Dopo l’ultima vittoria elettorale, Cameron è stato costretto ad approvare una legge che impegna il Regno Unito a indire, entro la fine del 2017, un referendum che dovrà stabilire se il Regno Unito dovrà uscire o continuare a fare parte dell’Unioen Europea. Daniel Shade e James Bartholomeusz, entrambi del “Project for Democratic Union” (PDU), un istituto che, operando principalmente a Londra e a Berlino, porta avanti l’idea del compimento della piena unità politica dell’Eurozona, in un loro recente articolo (“Vota Brexit e perdi il posto a tavole”, Limes, n. 12/2015) sostengono che l’obbligo di Cameron è la conseguenza di una promessa fatta in “cattiva fede”; ciò perché, se è vero che il referendum è la conseguenza di un impegno assunto nel manifesto elettorale che lo ha visto vittorioso nelle elezioni del maggio scorso e della necessità di contrastare l’ascesa politica del nazionalistico “United Kingdom Independence Party” di Nigel Farage, non è meno vero che nei mesi successivi al risultato elettorale sono state portate avanti delle iniziative per una “rinegoziazione dei termini della membership britannica nella UE”.

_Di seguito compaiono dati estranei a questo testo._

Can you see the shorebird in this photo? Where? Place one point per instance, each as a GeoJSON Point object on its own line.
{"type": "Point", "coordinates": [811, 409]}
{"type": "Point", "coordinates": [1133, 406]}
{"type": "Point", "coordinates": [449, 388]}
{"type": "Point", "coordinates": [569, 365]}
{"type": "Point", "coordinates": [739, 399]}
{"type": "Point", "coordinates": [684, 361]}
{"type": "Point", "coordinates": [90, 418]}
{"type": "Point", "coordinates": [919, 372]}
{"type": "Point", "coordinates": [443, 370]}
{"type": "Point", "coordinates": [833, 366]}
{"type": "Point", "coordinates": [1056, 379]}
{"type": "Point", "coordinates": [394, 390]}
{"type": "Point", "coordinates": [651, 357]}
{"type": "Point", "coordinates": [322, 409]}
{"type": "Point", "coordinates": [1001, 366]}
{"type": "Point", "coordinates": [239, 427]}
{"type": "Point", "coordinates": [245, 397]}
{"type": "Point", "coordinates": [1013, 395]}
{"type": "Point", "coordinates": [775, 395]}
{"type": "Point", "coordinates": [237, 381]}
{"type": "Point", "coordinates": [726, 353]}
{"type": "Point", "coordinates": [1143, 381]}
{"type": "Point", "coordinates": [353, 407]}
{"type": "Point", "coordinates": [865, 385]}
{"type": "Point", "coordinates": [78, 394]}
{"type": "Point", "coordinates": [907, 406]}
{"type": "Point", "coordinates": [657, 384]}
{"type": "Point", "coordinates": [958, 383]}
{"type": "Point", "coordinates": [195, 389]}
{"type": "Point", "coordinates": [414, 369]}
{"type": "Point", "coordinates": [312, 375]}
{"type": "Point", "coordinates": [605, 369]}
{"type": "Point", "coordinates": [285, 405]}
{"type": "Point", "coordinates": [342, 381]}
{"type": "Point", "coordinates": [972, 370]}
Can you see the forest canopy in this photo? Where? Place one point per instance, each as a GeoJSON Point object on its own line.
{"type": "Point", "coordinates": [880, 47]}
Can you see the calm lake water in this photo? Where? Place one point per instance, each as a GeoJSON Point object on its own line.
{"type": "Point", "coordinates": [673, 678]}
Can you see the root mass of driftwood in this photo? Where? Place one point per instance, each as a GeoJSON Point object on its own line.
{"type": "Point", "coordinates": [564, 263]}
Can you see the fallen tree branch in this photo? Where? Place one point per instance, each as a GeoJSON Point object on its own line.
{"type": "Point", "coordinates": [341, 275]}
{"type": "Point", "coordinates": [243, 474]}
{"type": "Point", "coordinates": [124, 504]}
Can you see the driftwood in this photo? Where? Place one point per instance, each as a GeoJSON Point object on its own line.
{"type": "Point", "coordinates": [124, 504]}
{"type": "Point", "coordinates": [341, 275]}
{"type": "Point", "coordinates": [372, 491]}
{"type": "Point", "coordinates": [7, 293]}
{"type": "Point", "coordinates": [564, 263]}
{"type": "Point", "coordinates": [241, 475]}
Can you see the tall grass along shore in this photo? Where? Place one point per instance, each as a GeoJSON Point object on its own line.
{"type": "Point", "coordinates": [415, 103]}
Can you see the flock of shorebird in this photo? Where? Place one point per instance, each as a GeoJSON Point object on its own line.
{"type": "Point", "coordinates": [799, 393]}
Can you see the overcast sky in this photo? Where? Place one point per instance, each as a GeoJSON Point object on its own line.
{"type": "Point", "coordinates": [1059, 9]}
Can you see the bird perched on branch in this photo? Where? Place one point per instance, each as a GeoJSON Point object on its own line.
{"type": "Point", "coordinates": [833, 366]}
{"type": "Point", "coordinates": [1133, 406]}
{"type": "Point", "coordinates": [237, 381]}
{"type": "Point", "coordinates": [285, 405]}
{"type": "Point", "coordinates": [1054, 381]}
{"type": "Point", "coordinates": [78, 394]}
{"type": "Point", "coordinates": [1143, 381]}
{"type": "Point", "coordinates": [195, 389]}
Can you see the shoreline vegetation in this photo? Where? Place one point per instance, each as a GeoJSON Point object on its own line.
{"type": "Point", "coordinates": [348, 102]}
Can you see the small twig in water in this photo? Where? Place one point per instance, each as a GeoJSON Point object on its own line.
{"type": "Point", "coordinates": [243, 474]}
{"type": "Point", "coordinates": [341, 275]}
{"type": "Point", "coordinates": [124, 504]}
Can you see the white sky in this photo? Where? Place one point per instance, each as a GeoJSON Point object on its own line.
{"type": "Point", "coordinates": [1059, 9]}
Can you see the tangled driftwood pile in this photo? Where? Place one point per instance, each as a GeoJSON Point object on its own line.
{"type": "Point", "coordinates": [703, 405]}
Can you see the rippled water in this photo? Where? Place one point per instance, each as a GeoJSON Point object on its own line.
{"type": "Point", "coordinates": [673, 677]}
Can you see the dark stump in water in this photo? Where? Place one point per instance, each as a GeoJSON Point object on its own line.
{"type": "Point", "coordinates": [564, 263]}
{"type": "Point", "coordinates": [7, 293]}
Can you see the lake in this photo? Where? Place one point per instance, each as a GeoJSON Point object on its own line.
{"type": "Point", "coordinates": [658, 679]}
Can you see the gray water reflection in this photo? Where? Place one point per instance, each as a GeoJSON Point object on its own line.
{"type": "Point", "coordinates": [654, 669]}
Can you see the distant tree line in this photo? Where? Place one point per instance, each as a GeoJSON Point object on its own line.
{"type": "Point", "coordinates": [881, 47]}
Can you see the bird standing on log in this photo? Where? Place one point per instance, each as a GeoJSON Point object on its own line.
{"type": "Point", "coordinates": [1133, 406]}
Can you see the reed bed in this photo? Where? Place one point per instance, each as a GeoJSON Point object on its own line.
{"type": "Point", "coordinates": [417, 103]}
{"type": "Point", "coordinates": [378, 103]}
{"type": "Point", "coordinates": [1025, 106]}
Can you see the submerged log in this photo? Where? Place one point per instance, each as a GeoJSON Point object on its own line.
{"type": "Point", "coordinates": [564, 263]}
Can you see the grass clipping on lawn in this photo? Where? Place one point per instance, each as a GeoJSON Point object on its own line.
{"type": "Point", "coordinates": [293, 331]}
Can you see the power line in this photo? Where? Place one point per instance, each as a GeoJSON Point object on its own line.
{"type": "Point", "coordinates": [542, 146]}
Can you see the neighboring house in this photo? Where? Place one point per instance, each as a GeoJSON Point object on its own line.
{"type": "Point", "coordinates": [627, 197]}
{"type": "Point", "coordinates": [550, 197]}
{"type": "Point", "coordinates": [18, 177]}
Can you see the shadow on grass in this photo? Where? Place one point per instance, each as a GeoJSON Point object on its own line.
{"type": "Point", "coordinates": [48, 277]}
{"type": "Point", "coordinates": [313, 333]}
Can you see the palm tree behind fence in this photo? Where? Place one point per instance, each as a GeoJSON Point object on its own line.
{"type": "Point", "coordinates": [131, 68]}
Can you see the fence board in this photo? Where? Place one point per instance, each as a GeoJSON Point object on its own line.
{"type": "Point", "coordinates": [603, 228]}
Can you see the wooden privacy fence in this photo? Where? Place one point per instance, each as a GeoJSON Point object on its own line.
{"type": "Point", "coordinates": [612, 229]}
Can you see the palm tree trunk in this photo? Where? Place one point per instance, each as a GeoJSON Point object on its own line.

Quali sono le probabilità di un “Brexit”, ovvero che il Regno Unito decida di uscire dall’Europa? Quale sarebbe l’impatto di tale decisione sull’UE? Per rispondere a queste domande, occorre innanzitutto ripercorrere la movimentata storia dell’ingresso e della permanenza del Regno Unito nell’UE, per poi analizzare le potenziali conseguenze del possibile recesso e individuare i probabili scenari futuri.
Il rapporto del Regno Unito con la CEE, e in generale con il processo d’integrazione europea, è stato ricco di colpi di scena e di ribaltamenti delle decisioni che la classe politica inglese ha assunto in momenti diversi, in funzione dell’evoluzione della congiuntura politica internazionale. A complicare questo rapporto vi è stato anche, nel tempo, il comportamento tentennante di uno sei paesi leader dell’edificazione degli Stati Uniti d’Europa, la Francia, che a volte si è mostrata favorevole al coinvolgimento del Regno Unito, mentre in altri momenti ha mostrato una ferma chiusura a tale coinvolgimento.
Da un lato, la classe politica britannica ha spesso manifestato il suo interesse a condurre il paese all’interno della CEE; dall’altro, la stessa classe politica e una parte consistente dell’opinione pubblica non hanno mai mancato di criticare il progetto sopranazionale, in quanto lo avvertivano contrario agli interessi nazionali. Eppure, nel 1946, è stato proprio il primo ministro britannico Winston Churchill, in un discorso svolto all’Università di Zurigo, a esortare i paesi europei a creare gli Stati Uniti d’Europa, un progetto di unione politica federale sopranazionale, sebbene – osservano Shade e Bartholomeusz – nello stesso discorso l’allora ex primo ministro abbia anche detto che la Gran Bretagna doveva “essere amica e sponsor della nuova Europa” e non parte di essa. Dalla considerazione dell’intero suo discorso appare chiaro, sempre secondo i due autori, come la visone che Cherchill aveva dell’Europa “fosse plasmata più da pragmatismo che non da convinzioni ideologiche”; pragmatismo che il vecchio leader inglese aveva maturato con l’ascesa al potere di Hitler, le cui pretese egemoniche sull’intero Vecchio Continente dovevano essere contrastate, se si voleva salvare l’integrità dell’impero britannico.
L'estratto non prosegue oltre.